Norway, Germany, Cambodia, South Africa, and Australia, also more broadly internationally
Please briefly describe your research/activity.
I am an adjunct professor at the University of Oslo, where I served as PI, with David Rutkowski as co-PI, for a Norwegian Research Council funded project on international assessment. I also advise the World Bank and the OECD on several international projects. I also regularly collaborate with and apply for grants with a colleague in South Africa at Tshwane Technical University. Finally, I edit an international book series and a journal hosted by the IEA in Hamburg, Germany.
Why does your research/activity matter?
The research stemming from the Norwegian grant has been published in top academic journals and resulted in the permanent placement of a post-doctoral researcher at an international organization and a PhD student at a research center in the UK. My work with the OECD directly influences the design and implementation of PISA. Finally, my work with the World Bank directly influences educational practice in Cambodia.

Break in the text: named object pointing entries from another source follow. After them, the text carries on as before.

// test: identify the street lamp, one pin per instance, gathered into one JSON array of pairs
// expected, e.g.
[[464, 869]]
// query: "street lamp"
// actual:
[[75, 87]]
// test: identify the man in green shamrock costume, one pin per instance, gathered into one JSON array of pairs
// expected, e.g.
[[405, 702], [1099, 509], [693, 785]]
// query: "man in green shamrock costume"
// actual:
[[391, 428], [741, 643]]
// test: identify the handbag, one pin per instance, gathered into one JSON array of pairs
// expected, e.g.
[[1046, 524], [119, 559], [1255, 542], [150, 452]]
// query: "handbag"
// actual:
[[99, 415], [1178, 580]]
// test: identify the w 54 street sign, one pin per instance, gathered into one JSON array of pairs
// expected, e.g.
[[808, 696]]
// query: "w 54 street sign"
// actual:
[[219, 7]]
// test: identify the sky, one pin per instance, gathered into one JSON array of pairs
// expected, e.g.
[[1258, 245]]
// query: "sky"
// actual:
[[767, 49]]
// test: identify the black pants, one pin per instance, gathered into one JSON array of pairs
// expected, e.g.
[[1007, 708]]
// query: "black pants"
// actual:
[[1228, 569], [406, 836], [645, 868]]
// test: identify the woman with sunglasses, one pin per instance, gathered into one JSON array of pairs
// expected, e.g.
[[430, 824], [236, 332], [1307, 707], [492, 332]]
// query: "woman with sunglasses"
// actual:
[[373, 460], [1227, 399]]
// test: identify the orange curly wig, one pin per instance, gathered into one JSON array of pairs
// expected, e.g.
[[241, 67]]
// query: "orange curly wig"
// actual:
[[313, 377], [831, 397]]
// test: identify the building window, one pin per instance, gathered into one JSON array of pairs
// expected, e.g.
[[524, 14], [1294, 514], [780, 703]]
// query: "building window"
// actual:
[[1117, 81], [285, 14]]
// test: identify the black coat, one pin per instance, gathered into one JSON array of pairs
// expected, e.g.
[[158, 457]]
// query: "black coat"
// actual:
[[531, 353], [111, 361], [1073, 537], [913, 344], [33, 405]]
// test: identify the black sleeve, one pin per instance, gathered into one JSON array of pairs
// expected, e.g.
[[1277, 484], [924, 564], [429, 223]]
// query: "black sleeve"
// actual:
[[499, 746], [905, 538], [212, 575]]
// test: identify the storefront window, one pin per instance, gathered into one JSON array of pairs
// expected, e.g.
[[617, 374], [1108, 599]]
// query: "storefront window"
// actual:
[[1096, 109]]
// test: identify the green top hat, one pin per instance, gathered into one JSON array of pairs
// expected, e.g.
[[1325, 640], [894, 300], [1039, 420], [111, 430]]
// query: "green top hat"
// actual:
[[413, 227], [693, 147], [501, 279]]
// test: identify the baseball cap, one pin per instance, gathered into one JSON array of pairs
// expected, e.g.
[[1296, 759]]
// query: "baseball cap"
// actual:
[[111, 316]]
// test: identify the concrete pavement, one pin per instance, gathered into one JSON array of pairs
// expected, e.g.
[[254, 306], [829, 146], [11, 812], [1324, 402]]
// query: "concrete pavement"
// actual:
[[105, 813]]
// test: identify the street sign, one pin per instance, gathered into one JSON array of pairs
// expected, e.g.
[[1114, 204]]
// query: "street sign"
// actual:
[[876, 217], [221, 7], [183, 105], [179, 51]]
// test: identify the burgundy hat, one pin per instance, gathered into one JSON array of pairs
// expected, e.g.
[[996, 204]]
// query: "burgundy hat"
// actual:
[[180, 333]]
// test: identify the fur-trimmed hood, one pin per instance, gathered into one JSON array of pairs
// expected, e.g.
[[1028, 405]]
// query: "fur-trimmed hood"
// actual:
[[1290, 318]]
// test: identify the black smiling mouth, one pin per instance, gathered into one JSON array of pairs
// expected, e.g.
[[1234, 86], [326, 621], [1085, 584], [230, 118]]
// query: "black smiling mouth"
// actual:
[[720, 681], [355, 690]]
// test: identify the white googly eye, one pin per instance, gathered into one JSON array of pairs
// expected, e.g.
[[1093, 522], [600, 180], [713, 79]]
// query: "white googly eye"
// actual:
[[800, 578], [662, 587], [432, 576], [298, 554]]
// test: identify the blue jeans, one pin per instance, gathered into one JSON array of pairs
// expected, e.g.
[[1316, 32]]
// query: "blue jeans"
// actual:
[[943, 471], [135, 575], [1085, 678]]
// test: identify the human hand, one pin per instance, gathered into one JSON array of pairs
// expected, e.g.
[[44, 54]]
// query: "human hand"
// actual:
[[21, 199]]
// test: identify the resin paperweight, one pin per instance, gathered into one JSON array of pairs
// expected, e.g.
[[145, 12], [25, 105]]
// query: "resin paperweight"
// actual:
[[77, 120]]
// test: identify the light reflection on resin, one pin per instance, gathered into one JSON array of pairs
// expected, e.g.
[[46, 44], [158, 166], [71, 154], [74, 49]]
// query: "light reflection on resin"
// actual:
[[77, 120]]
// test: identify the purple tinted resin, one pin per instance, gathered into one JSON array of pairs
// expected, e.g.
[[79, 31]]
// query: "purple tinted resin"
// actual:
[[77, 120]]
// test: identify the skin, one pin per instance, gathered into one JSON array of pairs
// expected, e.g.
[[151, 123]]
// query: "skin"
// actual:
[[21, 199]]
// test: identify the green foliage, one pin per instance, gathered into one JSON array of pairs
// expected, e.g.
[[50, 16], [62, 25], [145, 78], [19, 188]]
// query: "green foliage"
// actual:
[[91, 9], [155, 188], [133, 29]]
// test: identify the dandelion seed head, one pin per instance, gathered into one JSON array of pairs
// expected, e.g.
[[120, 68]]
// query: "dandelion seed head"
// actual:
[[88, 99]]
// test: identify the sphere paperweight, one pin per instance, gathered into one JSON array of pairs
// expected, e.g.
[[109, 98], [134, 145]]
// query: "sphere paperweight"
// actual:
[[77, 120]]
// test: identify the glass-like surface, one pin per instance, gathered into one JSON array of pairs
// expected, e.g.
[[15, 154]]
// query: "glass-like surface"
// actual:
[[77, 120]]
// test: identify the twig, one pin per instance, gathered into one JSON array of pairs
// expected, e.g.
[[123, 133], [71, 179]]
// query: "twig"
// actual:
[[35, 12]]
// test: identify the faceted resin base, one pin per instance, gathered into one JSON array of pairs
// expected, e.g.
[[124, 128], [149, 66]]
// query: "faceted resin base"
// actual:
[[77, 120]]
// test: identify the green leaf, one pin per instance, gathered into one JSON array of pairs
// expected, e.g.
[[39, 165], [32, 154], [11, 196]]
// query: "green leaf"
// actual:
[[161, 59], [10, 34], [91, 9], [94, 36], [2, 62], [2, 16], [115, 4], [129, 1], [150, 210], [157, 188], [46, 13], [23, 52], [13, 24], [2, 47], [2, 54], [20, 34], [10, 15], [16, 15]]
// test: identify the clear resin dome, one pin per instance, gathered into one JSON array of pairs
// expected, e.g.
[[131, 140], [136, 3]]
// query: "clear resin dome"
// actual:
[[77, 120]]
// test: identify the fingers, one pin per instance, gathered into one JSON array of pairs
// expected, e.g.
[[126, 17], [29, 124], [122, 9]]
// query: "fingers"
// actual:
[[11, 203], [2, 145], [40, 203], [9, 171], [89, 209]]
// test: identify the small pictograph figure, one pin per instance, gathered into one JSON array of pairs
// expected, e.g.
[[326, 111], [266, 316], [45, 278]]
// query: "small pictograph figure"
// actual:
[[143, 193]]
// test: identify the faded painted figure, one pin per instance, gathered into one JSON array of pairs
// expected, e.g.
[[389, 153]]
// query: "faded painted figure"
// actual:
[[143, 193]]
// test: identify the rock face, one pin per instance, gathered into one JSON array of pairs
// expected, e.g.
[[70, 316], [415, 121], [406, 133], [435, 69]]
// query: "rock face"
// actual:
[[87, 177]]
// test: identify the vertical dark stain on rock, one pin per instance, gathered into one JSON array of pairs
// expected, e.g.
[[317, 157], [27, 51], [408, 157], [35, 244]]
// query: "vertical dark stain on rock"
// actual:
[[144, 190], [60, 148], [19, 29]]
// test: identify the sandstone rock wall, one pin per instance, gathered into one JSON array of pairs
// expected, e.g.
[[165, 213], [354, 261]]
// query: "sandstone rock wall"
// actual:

What led you to this research/activity?
I have always worked internationally, from my first research position after my PhD. I view working internationally as a natural part of my scholarly identity.
What problem do you hope this research/activity will solve/what are your hopes for this work?
Cross-cultural measurement (the focus of the Norwegian project) is a complicated, messy process. My work on this project has had direct impacts on the design, implementation, interpretation, and uses of major international assessments, including TIMSS and PISA.
How will your work create change for the better?
International assessment data are frequently stretched far beyond their capacity and are sometimes used in harmful ways (e.g., to allege IQ deficiencies in certain cultural groups). My work seeks to place reasonable limits on the kinds of interpretations and uses that can be made about these data.